Вот уже второй год в Интернете висит и множится статья израильского историка и публициста Алека Эпштейна «Русско-еврейские интеллектуалы первого советского поколения: штрихи к портрету». Статья эта опубликована в авторитетном журнале «Новое литературное обозрение». В этой статье поставлен любопытный вопрос –
Ну, оценка веса и значения – дело обычно спорное, но, вероятно, высокая оценка не сильно преувеличена, коль скоро многие на слуху, у всех вышли многочисленные монографии и объемные мемуары, которые обратили на себя внимание читателей и рецензентов. Что проблема этнического размежевания и национальной самоидентичности ныне в России достаточно остра, доказывать нет надобности. В этом свете анализ четырнадцати гуманитариев может оказаться интересен многим (не исключая и самих анализируемых – по крайней мере, тех, которые еще живы).
Отобранные четырнадцать персонажей – это два философа и культуролога (Григорий Померанц и Владимир Библер), один социальный психолог и философ (Игорь Кон), один социолог (Владимир Шляпентох), три филолога, изучавших фольклор или литературу (Ефим Эткинд, Елеазар Мелетинский и Юрий Лотман), один философ и писатель (Александр Пятигорский), один лингвист (Ревекка Фрумкина), два историка (Михаил Гефтер и Арон Гуревич), один искусствовед (Борис Бернштейн), один востоковед (Исаак Фильштинский), один археолог, культур-антрополог и филолог (Лев Клейн). Из них со многими последний названный знаком шапочно, с Коном дружил, с Гуревичем был в приятельской переписке, с Бернштейном был сокурсником по университету. Можно было бы включить сюда еще нескольких человек – историков Р.Ш. Ганелина и Я.С. Лурье, этнографа В.Р. Кабо, филолога Л.З. Копелева, археологов Н.Я. Мерперта и М.Б. Рабиновича (все они евреи, все известные ученые, у всех вышли мемуары), но это вряд ли изменило бы общие выводы.
Алека Эпштейна удивило (и, видимо, неприятно удивило) одно обнаруженное им обстоятельство: все означенные лица, не отрицая своего происхождения и не стесняясь его, все же не исходили в своем поведении из еврейской идентичности, не отождествляли себя с еврейством и не связывали своей судьбы с государством Израиль. Они не интересовались еврейской культурой, не говорили на еврейском языке (ни на идише, ни на иврите) и в нескольких поколениях не придерживались иудейской религии, происходя из семей атеистических. Более того, воспитанные в русской культуре, они явно считали своей родиной Россию, отождествляли себя с русским народом и жили его интересами. «В сложном составе их самоидентичности, пишет Эпштейн, – русская „половина“ явно перевешивала еврейскую». Когда четверо из них эмигрировали (а прибавив тех, кого я предложил, – шестеро), «показательно, что в еврейское государство Израиль не отправился ни один». Франция, Англия, США (Германия и Австралия).
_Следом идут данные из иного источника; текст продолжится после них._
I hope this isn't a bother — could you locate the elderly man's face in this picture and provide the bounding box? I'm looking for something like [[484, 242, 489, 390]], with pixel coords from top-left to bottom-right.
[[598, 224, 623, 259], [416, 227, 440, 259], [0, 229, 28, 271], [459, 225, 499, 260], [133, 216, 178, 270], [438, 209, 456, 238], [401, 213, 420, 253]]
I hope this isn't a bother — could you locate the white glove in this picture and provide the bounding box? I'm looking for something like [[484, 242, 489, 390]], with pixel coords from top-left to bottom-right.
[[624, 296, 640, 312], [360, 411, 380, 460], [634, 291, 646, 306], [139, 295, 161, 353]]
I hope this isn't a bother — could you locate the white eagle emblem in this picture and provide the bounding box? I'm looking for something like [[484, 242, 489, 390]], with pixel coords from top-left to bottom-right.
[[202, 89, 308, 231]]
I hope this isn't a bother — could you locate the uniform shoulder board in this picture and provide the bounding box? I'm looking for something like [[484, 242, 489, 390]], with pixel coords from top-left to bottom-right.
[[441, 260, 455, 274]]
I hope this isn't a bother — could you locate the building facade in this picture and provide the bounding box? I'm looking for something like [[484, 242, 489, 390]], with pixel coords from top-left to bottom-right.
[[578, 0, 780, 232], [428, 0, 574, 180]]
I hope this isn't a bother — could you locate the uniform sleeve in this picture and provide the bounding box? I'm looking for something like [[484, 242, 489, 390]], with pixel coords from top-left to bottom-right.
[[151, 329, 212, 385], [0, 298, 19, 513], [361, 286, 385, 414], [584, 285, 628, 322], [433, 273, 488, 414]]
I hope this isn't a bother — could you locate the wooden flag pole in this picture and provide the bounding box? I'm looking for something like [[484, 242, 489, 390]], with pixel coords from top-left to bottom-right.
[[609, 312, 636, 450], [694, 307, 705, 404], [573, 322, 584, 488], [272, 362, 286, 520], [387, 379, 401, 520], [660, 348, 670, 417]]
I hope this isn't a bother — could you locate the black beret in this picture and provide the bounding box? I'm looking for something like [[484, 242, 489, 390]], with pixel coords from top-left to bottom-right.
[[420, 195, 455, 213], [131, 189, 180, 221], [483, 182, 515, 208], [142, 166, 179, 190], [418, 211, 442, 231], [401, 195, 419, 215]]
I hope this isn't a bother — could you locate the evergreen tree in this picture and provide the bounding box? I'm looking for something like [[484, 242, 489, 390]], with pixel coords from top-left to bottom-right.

«Зная, что для многих окружающих они, чем бы ни занимались, оставались евреями, – пишет Эпштейн, – сами эти люди в своих многочисленных интервью и выступлениях, как правило, настаивали на том, что их национальное происхождение – малозначимая деталь, которая почти ничего в их жизни не определяла». Он приводит высказывание Померанца: «Я равнодушен к поискам корней, традиций и не слишком много думал, откуда рос, из чего складывался». Эпштейн поражен: «Трудно представить более странные слова в устах выдающегося мыслителя-гуманитария, занимающегося философией истории и культурологией, чем эти мемуарные размышления Г.С. Померанца». И завершает мысль: «Анализу этой показательной модели самоотрекающегося комплекса крупнейших русско-еврейских интеллектуалов второй половины XX века и посвящена эта статья». Эпштейн первым попытался «скомпоновать групповой портрет интеллектуальной элиты „шестидесятников“ русско-еврейского происхождения (первой когорты, выросшей и сформировавшейся уже в послереволюционной, и исключительно советской, среде)».
Эпштейн хорошо понимает, что это «самоотречение» не похоже на комплекс «самоненависти» немецких и центральноевропейских евреев XIX – первой трети XX века. Тот возник в условиях внешнего презрения и стигматизации, и ситуацию эту хорошо отражает старый еврейский анекдот: еврей принимает крещение, а за этим опасливо следит его единоплеменник, чтобы в случае удачи последовать его примеру. Когда операция закончена, он подходит и спрашивает: «Ну, как, Хаим?», а тот отвечает: «Во-первых, я тебе не Хаим, а Иван, а во-вторых, как с тобой разговаривать, когда вы, евреи, распяли нашего Христа!» Но в раннесоветское время евреи были, по выражению Эпштейна, «сверхпредставленной» нацией в советской элите. Так что это не «самоненависть», это что-то иное.